My next bottleneck wasn’t elegance—it was limits. I’d subconsciously relied on “just throw more compute at it.” Then I started watching breakdowns of classic engine tricks. The romantic moment everyone cites is the fast inverse square root from Quake. It’s less about copying the exact bit hack and more about the attitude: profile reality, then warp it.

Pseudo‑shape of the famous idea:

magic = 0x5f3759df - ( bits(number) >> 1 )
y = float_from_bits(magic)
y = y * (1.5 - 0.5 * number * y * y)  # One Newton–Raphson iteration

That “weird” first line isn’t random; it encodes an approximate exponent adjustment. It’s a vibe shift: constraints aren’t the enemy—they’re the sculpting medium.

Recommended long-form listen:

Synthesis: When the Two Worlds Meet

The tension between these heroes is productive:

ForceShadow SideProductive Reframe
Craft (Uncle Bob)Perfection paralysisCalibrate quality to project horizon
Performance/Constraints (Carmack)Premature clevernessOptimize measured hot paths
AbstractionOverengineeringExpose seams only where change is likely
SpeedTech debt avalancheTime-box refactors between deliveries

The win condition (for me) is selective intensity. Not every CRUD endpoint needs a treatise; not every loop needs a bit‑level hack. But knowing both mindsets lets you deliberately dial them in.

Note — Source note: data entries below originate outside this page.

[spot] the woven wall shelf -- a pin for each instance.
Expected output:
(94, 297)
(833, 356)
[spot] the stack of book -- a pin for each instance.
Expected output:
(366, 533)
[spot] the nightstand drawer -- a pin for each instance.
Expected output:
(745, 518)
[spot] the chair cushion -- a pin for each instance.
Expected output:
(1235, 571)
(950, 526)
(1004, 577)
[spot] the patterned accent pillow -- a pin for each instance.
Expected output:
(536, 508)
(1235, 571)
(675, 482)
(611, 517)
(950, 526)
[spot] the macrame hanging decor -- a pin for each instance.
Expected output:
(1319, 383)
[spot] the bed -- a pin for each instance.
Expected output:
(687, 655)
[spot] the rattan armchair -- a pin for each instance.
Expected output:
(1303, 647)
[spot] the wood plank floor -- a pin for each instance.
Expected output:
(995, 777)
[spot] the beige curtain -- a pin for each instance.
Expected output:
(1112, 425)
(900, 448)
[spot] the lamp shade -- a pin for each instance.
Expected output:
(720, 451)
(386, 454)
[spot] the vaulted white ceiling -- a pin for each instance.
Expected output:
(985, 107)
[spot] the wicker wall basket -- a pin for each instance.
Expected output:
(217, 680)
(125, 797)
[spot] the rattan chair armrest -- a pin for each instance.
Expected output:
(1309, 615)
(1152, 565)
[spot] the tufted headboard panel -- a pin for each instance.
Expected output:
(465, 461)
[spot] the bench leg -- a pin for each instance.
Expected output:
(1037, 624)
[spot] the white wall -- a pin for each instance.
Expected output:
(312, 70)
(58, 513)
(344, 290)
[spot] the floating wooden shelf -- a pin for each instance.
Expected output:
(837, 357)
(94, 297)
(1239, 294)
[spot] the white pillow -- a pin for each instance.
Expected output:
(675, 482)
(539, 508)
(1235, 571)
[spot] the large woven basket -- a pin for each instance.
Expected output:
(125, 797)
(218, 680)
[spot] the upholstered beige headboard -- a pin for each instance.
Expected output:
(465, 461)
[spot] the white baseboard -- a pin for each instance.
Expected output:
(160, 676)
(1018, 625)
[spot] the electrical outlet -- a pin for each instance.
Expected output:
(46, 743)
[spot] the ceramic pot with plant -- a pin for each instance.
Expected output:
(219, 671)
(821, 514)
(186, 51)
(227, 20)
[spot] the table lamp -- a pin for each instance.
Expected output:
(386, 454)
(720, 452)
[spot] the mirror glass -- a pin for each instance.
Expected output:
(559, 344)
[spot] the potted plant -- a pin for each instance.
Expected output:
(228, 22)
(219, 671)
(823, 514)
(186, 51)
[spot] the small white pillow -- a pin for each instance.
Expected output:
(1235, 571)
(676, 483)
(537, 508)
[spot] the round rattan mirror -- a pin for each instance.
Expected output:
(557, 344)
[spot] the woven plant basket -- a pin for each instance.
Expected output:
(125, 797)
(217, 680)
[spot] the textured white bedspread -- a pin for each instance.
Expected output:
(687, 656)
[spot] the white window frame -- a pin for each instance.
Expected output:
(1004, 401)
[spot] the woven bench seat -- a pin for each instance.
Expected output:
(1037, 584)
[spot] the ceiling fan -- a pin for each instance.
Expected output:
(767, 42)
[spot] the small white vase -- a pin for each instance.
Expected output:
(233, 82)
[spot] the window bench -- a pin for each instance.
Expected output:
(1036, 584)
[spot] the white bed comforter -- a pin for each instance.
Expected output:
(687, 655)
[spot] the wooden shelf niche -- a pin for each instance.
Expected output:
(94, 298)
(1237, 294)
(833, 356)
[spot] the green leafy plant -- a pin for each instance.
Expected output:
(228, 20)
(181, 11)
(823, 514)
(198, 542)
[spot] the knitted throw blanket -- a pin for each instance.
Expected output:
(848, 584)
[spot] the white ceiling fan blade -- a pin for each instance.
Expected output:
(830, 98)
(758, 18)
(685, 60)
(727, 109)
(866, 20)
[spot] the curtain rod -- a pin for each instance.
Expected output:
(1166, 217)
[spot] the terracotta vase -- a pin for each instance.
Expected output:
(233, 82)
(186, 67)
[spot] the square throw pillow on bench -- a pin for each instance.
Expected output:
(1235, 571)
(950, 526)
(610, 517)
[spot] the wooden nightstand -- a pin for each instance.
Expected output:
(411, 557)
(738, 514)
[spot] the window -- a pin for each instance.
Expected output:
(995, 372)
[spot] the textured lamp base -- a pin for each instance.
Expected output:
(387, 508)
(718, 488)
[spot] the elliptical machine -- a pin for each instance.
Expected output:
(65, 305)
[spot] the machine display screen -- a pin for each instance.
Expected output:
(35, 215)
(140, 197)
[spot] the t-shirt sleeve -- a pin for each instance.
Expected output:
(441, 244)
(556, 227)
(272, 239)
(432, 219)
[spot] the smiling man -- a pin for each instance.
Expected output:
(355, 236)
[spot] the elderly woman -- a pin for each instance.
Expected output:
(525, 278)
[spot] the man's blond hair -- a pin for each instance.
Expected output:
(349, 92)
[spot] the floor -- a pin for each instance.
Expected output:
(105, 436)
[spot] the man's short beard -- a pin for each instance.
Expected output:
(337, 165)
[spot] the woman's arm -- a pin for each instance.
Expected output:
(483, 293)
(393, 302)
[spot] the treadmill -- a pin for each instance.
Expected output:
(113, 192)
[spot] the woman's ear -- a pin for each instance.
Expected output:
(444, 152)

Practical Filter I Now Use

  1. Who will live with this code? (Just me for a weekend? A team for a year?)
  2. What’s the failure cost? (Embarrassment? Lost money? Safety?)
  3. Where will change likely land? (Isolate those seams.)
  4. Is speed of iteration more valuable than future cleanliness right now?
  5. Have I measured before optimizing? (Logs/profilers or it didn’t happen.)

If a task scores “low stakes, short life,” I borrow 10% of the Clean Code toolkit, ship, and move on. If it’s core or long‑lived, I invest earlier. If it’s performance critical, I turn on Carmack brain only after capturing a real profile.

Conclusion

I still don’t “feel” like I’ve arrived in the industry. But I have a compass: craft when it will compound, constraint‑driven creativity when reality is tight, and speed everywhere else. Heroes aren’t there to be copied line for line—they’re calibration points. Mine just happen to sit at opposite poles of the same discipline.

If you’re earlier on the path: binge the lessons, break your speed, feel the friction, then slowly stitch balance back in. That’s normal. Keep going.